Matthias Liechti recently published a paper in Nature that reviews all of the clinical research on LSD that’s been done in the past 25 years. In these controlled settings, subjects’ experience of LSD was “predominately positive”, he writes, and no severe adverse reactions to LSD were reported.8

Emergency Room visits
LSD and psilocybin accounted for just 0.005% of US emergency room visits, according to federal statistics published in 2013.9 There were an estimated 4,819 emergency department visits related to LSD use in 2011, according to the most recent federal data available. Another 8,043 ER visits that year were attributed to “miscellaneous hallucinogens”. Note that the substance use in both cases was self-reported, not toxicologically confirmed.10

For comparison:

Drug

Estimated number of ER visits in 2011
LSD

4,819

Misc. hallucinogens

8,043

Heroin

258,482

Marijuana

455,668

PCP

75,538

 

Toxicity and Overdose

In their 2008 guidelines for the safe administration of high doses of LSD and psilocybin in a clinical settings, Matthew Johnson, Bill Richards and Roland Griffiths write that hallucinogens aren’t considered addictive and they don’t appear to cause organ damage or neurotoxicity. They can cause side effects like dizziness, blurred vision, weakness and tremors, while they are active. The authors also note that hallucinogens can raise the pulse and blood pressure, but they say none of their patients ever experienced a medically-dangerous spike in blood pressure or had to take blood pressure drugs.11 I did find a report published this year of a 34-year-old man with an undiagnosed heart condition who went into cardiac arrest after taking LSD recreationally and died.12

Many of the papers I read said there haven’t been any documented deaths from LSD overdose. I did find one case report from 1985 of a 25-year-old man whose death was attributed to LSD overdose based on toxicological examinations. The paper’s authors described it as “the first reported fatal case of LSD poisoning”.13

Another case of a non-fatal but serious LSD overdose is cited in a couple of papers. In 1972, after a dinner party in San Francisco, eight people snorted a very high dose of LSD, after mistaking it for cocaine. They got really sick: five went into comas, three had to be intubated, four experienced mild generalized bleeding. But within 12 hours they were back to normal.
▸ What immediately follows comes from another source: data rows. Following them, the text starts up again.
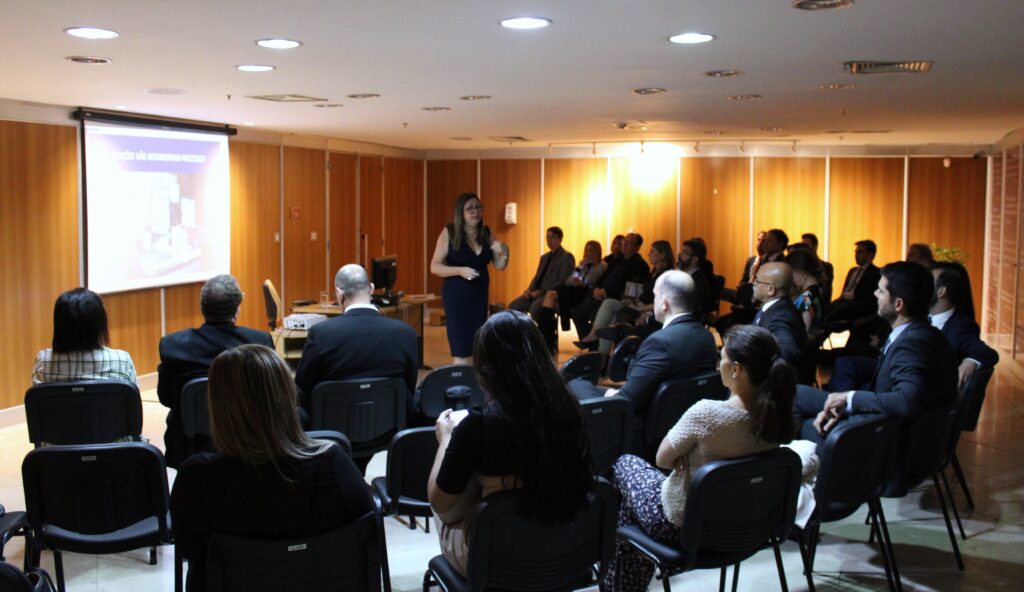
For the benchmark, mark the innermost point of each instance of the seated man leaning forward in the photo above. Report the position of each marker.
(187, 354)
(916, 370)
(682, 348)
(360, 343)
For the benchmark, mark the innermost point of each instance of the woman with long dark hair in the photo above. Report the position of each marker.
(461, 255)
(528, 436)
(268, 479)
(757, 417)
(79, 348)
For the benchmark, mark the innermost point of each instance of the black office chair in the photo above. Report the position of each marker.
(619, 364)
(346, 558)
(670, 403)
(403, 490)
(854, 462)
(83, 412)
(734, 508)
(369, 411)
(432, 395)
(586, 366)
(96, 499)
(609, 425)
(507, 552)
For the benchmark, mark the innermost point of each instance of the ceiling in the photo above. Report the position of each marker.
(570, 82)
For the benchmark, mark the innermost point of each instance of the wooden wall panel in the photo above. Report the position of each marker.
(305, 256)
(790, 194)
(716, 206)
(134, 324)
(39, 242)
(344, 219)
(946, 206)
(643, 196)
(578, 198)
(403, 221)
(865, 202)
(181, 309)
(255, 225)
(515, 180)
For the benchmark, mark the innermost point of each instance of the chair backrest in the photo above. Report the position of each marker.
(974, 397)
(272, 303)
(609, 424)
(671, 402)
(619, 364)
(586, 366)
(736, 506)
(431, 394)
(346, 558)
(95, 489)
(335, 436)
(854, 461)
(410, 457)
(507, 552)
(369, 411)
(83, 412)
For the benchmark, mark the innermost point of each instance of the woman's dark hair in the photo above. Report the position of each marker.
(532, 410)
(457, 229)
(774, 380)
(79, 322)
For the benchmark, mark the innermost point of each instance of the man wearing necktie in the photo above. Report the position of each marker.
(916, 369)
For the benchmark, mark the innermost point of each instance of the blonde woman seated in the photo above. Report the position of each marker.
(269, 479)
(757, 417)
(79, 348)
(528, 436)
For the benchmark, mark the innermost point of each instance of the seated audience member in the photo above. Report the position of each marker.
(79, 349)
(922, 254)
(187, 353)
(568, 296)
(857, 299)
(360, 343)
(529, 436)
(756, 418)
(682, 348)
(772, 288)
(631, 269)
(916, 370)
(554, 268)
(269, 480)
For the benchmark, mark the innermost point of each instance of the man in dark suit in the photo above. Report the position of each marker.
(186, 354)
(915, 371)
(555, 266)
(771, 288)
(682, 348)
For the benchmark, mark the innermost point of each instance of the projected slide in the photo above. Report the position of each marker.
(158, 207)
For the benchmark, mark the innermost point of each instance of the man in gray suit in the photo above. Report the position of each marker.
(554, 268)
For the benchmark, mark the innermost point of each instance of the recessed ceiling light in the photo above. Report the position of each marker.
(649, 90)
(837, 86)
(254, 68)
(279, 43)
(691, 38)
(820, 4)
(91, 33)
(525, 23)
(723, 73)
(89, 59)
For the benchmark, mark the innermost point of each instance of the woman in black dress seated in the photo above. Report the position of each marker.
(529, 436)
(269, 479)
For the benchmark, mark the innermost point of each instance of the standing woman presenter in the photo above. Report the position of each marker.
(461, 256)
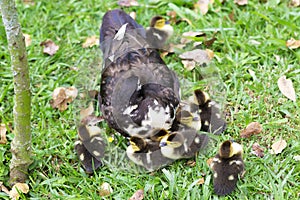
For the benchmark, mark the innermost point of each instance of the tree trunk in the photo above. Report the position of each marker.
(21, 144)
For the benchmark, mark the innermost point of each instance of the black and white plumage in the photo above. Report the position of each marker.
(146, 153)
(138, 91)
(227, 166)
Doctors followed five of the patients for a year and said they showed no apparent psychological or physical ills.14

By one estimate, the fatal dose of LSD is 1000 times larger than the dose that causes an effect. So, it would be much harder to accidentally overdose on LSD than most other drugs — the fatal dose of intravenous heroin, for example, is just 5 times larger than the effective dose.15

Physical harms caused by changes in perception/judgment

Even if psychedelics aren’t toxic, per se, there are a lot of pop-culture accounts of people getting hurt, dying or hurting others while on the drug — probably the most common stories are those of people think they can fly and fall to their deaths. But Johansen and Krebs write that these sorts of situations are very rare:

“Both the European Monitoring Center for Drugs and Drug Addiction (EMCDDA) and the health authorities in the Netherlands, where hundreds of thousands of servings of psilocybin mushrooms are legally sold in shops each year, report that serious injuries related to psychedelics are extremely rare (EMCDDA, 2011; CAM, 2007). Furthermore, Dutch police report that legal sale of psilocybin mushrooms has not led to public order problems (Van Amsterdam et al., 2011).”16

Still, I did find a bunch of relatively recent news reports of people who either hurt themselves or other people, apparently while on LSD, though it was unclear in a lot of these stories whether that was toxicologically confirmed. (James Fadiman told one reporter that he’s investigated some stories of people apparently going crazy after taking LSD and found that they’ve actually taken another drug.)17

-In 2011, a 22-year-old died after jumping out of a vehicle after taking LSD: http://www.ocregister.com/2011/09/20/bad-lsd-trip-turns-into-deadly-nightmare/

-In 2016, a 20-year-old man on LSD caused a three-car crash that killed a man:

https://www.abqjournal.com/901960/police-man-high-on-lsd-caused-fatal-crash-2.html

-In 2017, a 15-year-old boy fell or jumped off a balcony after taking LSD and died: http://www.latimes.com/local/lanow/la-me-ln-student-dies-20170320-story.html

-In 2016 a man attacked his girlfriend, tried to cut off his penis and jumped out a window after taking LSD:

http://metro.co.uk/2016/04/20/man-high-on-lsd-attacked-girlfriend-and-tried-to-hack-off-his-penis-before-throwing-himself-out-window-5829027/

-In 2016, a college student murdered his girlfriend after taking LSD: http://www.tri-cityherald.com/news/local/crime/article67693647.html

Serious mental health issues

Despite horror stories about people having psychotic breaks or other mental health problems after taking psychedelics, two recent large-scale studies (which examine a similar set of US data) suggest people who have used psychedelics may be less likely to have serious mental health problems or be suicidal than those who have not.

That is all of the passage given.